Regardless of your age, enrolling in driving school gives you either an opportunity to learn how to drive or a chance to relearn some tips and tricks that you may have forgotten over the years. After some time spent in the classroom, you’ll get a chance to sit behind the steering wheel with a trained instructor and navigate your way through the streets of your city. During this phase of your training, it’s important to not only obey the rules of the road, but to also keep a sharp eye out for any obstacles that could threaten your safety. Here are some specific things to watch for.
When you drive in a city, you’ll frequently see vehicles that are registered to a local car-sharing service. These vehicles are rented on a short-term basis by people who do not have their own vehicles. The concern with these vehicles is that many of their drivers can be inexperienced, given their lack of regular driving. This could mean that a driver forgets to check his or her blind spot or signal before merging, for example. When you see such a vehicle, it’s a smart idea to give it ample space, whether you’re beside it or behind it.
Distracted drivers are a legitimate threat on the road, and while you can’t always spot one, there are many instances in which you can tell someone isn’t paying attention. As you drive along, keep a watchful eye out for someone holding a cellphone to his or her ear; this can indicate that the person is immersed in the conversation and might not have his or her full attention on the road and the traffic. You should also look out for drivers who are looking down toward their laps; this suggests that a driver is texting or otherwise using a cellphone, which means that he or she isn’t driving safely.
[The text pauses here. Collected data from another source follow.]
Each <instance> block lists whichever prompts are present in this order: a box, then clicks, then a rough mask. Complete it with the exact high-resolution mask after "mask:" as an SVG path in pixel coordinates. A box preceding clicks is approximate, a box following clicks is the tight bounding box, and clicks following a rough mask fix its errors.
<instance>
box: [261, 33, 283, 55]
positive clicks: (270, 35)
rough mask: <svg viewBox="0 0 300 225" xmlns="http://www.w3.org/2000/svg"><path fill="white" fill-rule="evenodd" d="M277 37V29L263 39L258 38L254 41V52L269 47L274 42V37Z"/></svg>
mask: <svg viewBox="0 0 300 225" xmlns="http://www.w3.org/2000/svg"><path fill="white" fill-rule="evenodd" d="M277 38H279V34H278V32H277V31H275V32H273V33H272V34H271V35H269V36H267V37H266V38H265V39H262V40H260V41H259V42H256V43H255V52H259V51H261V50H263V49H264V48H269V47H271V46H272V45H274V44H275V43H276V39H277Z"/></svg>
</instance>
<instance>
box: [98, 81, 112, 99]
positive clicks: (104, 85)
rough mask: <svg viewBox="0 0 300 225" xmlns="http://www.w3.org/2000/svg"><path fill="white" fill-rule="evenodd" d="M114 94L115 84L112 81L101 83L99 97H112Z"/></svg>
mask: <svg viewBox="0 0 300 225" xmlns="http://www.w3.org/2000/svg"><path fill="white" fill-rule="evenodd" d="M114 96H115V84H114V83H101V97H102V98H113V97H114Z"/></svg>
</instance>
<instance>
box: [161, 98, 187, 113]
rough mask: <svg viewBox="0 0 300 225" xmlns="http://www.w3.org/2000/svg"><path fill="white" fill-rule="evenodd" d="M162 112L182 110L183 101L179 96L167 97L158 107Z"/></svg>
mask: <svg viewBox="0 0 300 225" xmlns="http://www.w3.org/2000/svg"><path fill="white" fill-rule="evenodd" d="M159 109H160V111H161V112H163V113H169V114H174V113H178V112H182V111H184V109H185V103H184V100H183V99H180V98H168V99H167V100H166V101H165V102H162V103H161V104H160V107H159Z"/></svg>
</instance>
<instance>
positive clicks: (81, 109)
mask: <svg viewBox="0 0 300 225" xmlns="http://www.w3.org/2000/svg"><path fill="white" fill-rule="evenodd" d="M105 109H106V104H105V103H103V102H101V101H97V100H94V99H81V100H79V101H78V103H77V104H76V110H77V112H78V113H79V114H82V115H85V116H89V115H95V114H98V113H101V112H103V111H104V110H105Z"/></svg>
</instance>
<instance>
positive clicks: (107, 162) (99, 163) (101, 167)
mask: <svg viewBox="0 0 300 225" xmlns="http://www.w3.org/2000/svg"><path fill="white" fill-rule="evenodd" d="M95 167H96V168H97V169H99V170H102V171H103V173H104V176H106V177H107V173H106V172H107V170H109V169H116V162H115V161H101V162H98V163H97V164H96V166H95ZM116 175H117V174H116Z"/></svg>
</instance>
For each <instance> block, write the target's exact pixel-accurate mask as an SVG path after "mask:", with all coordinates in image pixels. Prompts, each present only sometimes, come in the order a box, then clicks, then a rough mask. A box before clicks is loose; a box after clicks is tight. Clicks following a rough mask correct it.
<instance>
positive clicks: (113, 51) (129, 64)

It’s also useful to keep an eye out for construction zones, given their potentially unpredictable nature. Drivers may need to decelerate quickly based on a flag person holding a “Slow” sign, or there may be a sudden need to change lanes because of a lane closure. Even if you’re comfortable with spotting these changes and adjusting accordingly, not every motorist around you can necessarily be trusted. Get into the habit of keeping a distance between you and other vehicles as you approach and enter construction zones.